Durchbruch für den Holzbau: Lebenszyklusbetrachtung im Gebäudemodernisierungsgesetz eingeführt
Der Hauptverband der Deutschen Holzindustrie und Kunststoffe verarbeitenden Industrie (HDH) begrüßt die Verankerung der Lebenszyklusbetrachtung im Gebäude-Modernisierungsgesetz (GModG). Mit der vorgesehenen Pflicht zur Bilanzierung der Lebenszyklus-Treibhausgasemissionen (THG) für Neubauten ab 2030 wird künftig nicht mehr nur der Energieverbrauch im Betrieb bewertet, sondern erstmals die gesamte Klimawirkung eines Gebäudes – von der Herstellung der Baustoffe über den Bau bis hin zur Nutzung.
Für den HDH ist diese Neuausrichtung ein wichtiger Schritt hin zu einer sachgerechten Bewertung klimafreundlicher Bauweisen. Holz als nachwachsender Baustoff und das serielle sowie modulare Bauen können ihre Klimavorteile dadurch künftig deutlich besser nachweisen.
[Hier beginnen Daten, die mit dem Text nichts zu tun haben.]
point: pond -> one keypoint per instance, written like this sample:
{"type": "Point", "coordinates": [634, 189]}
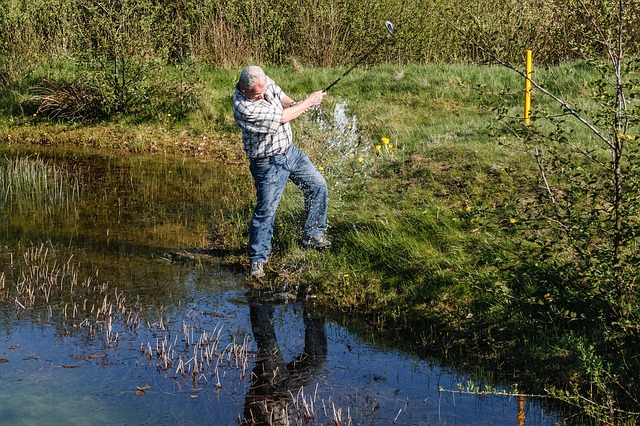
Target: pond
{"type": "Point", "coordinates": [100, 327]}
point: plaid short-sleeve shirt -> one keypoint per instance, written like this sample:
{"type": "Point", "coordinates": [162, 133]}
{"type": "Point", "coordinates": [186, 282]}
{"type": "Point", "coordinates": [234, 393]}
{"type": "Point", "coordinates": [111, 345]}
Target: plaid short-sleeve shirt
{"type": "Point", "coordinates": [263, 135]}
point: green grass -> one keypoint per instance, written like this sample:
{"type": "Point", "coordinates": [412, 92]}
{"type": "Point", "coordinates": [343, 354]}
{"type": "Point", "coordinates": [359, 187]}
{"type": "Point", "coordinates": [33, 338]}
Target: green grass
{"type": "Point", "coordinates": [426, 233]}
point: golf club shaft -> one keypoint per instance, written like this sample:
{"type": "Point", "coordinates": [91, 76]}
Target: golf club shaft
{"type": "Point", "coordinates": [362, 58]}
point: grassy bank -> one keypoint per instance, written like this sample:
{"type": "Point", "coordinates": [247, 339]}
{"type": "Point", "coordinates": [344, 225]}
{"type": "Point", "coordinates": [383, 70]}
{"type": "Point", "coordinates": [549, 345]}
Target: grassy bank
{"type": "Point", "coordinates": [427, 214]}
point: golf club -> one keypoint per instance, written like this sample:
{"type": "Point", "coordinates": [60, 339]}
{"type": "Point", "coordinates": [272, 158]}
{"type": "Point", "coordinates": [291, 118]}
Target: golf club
{"type": "Point", "coordinates": [390, 29]}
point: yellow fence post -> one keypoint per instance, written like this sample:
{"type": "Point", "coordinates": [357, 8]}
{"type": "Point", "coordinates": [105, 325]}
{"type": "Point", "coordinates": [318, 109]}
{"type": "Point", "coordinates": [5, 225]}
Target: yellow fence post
{"type": "Point", "coordinates": [527, 90]}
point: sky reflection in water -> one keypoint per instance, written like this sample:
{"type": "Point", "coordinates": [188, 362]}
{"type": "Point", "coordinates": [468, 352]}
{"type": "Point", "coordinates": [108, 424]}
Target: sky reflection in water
{"type": "Point", "coordinates": [52, 373]}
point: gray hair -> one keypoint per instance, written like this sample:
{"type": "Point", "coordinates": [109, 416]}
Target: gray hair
{"type": "Point", "coordinates": [250, 76]}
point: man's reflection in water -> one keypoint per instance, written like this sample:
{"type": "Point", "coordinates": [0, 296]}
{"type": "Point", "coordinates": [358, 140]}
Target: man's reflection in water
{"type": "Point", "coordinates": [267, 402]}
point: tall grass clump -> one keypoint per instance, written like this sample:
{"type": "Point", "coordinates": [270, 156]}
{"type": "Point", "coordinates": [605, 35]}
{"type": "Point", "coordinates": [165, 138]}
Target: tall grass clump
{"type": "Point", "coordinates": [30, 181]}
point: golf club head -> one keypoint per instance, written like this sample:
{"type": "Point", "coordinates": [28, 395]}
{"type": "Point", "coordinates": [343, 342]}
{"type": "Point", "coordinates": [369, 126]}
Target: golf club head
{"type": "Point", "coordinates": [390, 28]}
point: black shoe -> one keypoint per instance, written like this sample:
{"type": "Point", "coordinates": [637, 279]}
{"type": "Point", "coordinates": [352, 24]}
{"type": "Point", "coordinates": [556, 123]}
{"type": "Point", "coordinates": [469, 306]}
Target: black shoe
{"type": "Point", "coordinates": [318, 243]}
{"type": "Point", "coordinates": [257, 269]}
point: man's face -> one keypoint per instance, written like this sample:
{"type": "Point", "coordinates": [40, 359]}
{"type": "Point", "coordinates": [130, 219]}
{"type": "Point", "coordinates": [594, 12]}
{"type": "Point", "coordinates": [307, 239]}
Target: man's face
{"type": "Point", "coordinates": [256, 93]}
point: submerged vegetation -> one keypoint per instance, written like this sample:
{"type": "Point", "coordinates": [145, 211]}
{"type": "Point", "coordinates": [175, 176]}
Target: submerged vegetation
{"type": "Point", "coordinates": [513, 244]}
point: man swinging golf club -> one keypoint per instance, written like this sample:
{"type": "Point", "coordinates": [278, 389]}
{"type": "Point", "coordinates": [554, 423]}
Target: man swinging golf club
{"type": "Point", "coordinates": [263, 111]}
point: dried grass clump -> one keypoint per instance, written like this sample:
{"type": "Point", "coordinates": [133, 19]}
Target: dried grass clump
{"type": "Point", "coordinates": [73, 101]}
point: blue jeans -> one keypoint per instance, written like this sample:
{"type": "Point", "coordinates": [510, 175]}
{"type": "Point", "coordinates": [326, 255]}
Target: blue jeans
{"type": "Point", "coordinates": [270, 176]}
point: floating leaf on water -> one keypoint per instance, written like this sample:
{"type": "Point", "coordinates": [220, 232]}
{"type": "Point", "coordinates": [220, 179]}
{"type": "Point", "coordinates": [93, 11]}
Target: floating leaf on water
{"type": "Point", "coordinates": [84, 358]}
{"type": "Point", "coordinates": [144, 388]}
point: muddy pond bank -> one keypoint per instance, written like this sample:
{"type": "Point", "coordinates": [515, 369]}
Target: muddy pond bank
{"type": "Point", "coordinates": [100, 326]}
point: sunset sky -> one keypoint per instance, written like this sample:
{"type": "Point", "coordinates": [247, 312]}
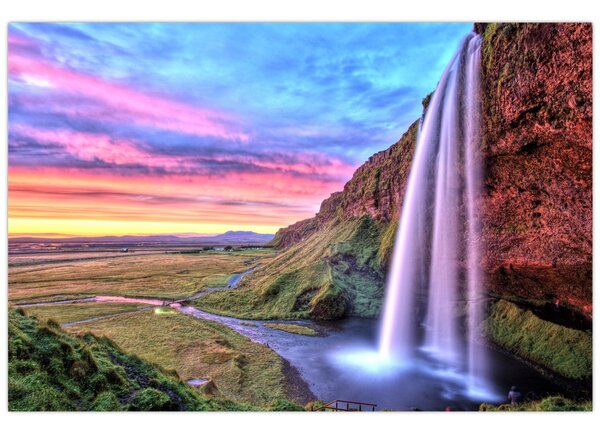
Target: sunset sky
{"type": "Point", "coordinates": [202, 128]}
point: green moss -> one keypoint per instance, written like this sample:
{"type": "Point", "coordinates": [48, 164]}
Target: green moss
{"type": "Point", "coordinates": [50, 370]}
{"type": "Point", "coordinates": [333, 273]}
{"type": "Point", "coordinates": [293, 328]}
{"type": "Point", "coordinates": [284, 405]}
{"type": "Point", "coordinates": [386, 244]}
{"type": "Point", "coordinates": [563, 350]}
{"type": "Point", "coordinates": [551, 403]}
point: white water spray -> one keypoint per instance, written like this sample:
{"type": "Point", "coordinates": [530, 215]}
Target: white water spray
{"type": "Point", "coordinates": [435, 267]}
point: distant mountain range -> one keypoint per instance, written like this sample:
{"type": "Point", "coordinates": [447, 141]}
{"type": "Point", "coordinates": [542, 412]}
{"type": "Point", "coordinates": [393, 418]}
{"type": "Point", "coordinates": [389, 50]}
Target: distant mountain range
{"type": "Point", "coordinates": [229, 237]}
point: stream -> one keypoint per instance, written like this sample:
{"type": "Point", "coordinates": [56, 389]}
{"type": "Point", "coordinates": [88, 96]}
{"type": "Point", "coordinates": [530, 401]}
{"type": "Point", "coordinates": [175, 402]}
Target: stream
{"type": "Point", "coordinates": [340, 362]}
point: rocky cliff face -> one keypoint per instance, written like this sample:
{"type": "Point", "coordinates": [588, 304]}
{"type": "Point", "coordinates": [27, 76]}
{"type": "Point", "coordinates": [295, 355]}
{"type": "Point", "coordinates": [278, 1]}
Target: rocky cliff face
{"type": "Point", "coordinates": [537, 144]}
{"type": "Point", "coordinates": [537, 210]}
{"type": "Point", "coordinates": [376, 190]}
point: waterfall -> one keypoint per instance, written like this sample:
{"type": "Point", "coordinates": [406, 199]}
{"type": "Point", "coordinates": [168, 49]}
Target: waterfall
{"type": "Point", "coordinates": [434, 289]}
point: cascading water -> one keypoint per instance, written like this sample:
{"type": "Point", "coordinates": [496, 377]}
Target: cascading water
{"type": "Point", "coordinates": [435, 265]}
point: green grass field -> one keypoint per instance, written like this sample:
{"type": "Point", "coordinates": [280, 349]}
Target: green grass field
{"type": "Point", "coordinates": [50, 370]}
{"type": "Point", "coordinates": [160, 275]}
{"type": "Point", "coordinates": [242, 370]}
{"type": "Point", "coordinates": [79, 311]}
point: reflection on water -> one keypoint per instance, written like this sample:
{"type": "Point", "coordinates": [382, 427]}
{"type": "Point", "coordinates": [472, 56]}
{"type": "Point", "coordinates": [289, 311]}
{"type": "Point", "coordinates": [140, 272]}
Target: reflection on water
{"type": "Point", "coordinates": [344, 363]}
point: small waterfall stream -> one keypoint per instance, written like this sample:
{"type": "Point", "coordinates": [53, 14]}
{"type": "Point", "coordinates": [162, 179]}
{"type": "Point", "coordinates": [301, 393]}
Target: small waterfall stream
{"type": "Point", "coordinates": [434, 289]}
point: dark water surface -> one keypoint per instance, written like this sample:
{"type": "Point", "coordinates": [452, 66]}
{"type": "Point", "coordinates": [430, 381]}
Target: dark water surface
{"type": "Point", "coordinates": [341, 363]}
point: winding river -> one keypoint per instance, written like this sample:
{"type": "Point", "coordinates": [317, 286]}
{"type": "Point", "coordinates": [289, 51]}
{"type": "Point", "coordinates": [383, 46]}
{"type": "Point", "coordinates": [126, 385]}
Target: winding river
{"type": "Point", "coordinates": [339, 363]}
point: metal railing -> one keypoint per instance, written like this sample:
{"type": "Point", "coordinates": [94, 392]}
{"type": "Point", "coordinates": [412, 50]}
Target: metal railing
{"type": "Point", "coordinates": [344, 405]}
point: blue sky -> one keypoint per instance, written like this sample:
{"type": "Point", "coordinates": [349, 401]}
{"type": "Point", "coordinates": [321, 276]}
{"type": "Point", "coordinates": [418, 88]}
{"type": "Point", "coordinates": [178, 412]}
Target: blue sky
{"type": "Point", "coordinates": [290, 103]}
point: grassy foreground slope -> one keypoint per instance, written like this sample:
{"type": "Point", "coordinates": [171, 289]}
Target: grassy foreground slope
{"type": "Point", "coordinates": [334, 272]}
{"type": "Point", "coordinates": [551, 403]}
{"type": "Point", "coordinates": [50, 370]}
{"type": "Point", "coordinates": [239, 369]}
{"type": "Point", "coordinates": [560, 349]}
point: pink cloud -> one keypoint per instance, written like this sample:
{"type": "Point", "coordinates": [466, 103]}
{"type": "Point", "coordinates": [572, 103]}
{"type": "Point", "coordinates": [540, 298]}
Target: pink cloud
{"type": "Point", "coordinates": [142, 108]}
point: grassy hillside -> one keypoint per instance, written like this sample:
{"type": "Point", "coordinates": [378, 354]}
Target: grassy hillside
{"type": "Point", "coordinates": [551, 403]}
{"type": "Point", "coordinates": [240, 369]}
{"type": "Point", "coordinates": [561, 349]}
{"type": "Point", "coordinates": [334, 272]}
{"type": "Point", "coordinates": [50, 370]}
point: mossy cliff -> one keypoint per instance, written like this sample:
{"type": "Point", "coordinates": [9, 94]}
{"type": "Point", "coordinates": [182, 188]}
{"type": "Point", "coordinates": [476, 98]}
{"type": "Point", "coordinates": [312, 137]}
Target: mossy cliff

„Die Verankerung der Lebenszyklus-Ökobilanz im GModG ist ein wichtiger struktureller Schritt für den Klimaschutz im Gebäudesektor. Die Maßnahme bildet damit endlich den Beitrag ab, den das serielle und modulare Bauen mit dem klimafreundlichen Baustoff Holz für unsere Gesellschaft leistet“, betont HDH-Hauptgeschäftsführer Dr. Denny Ohnesorge.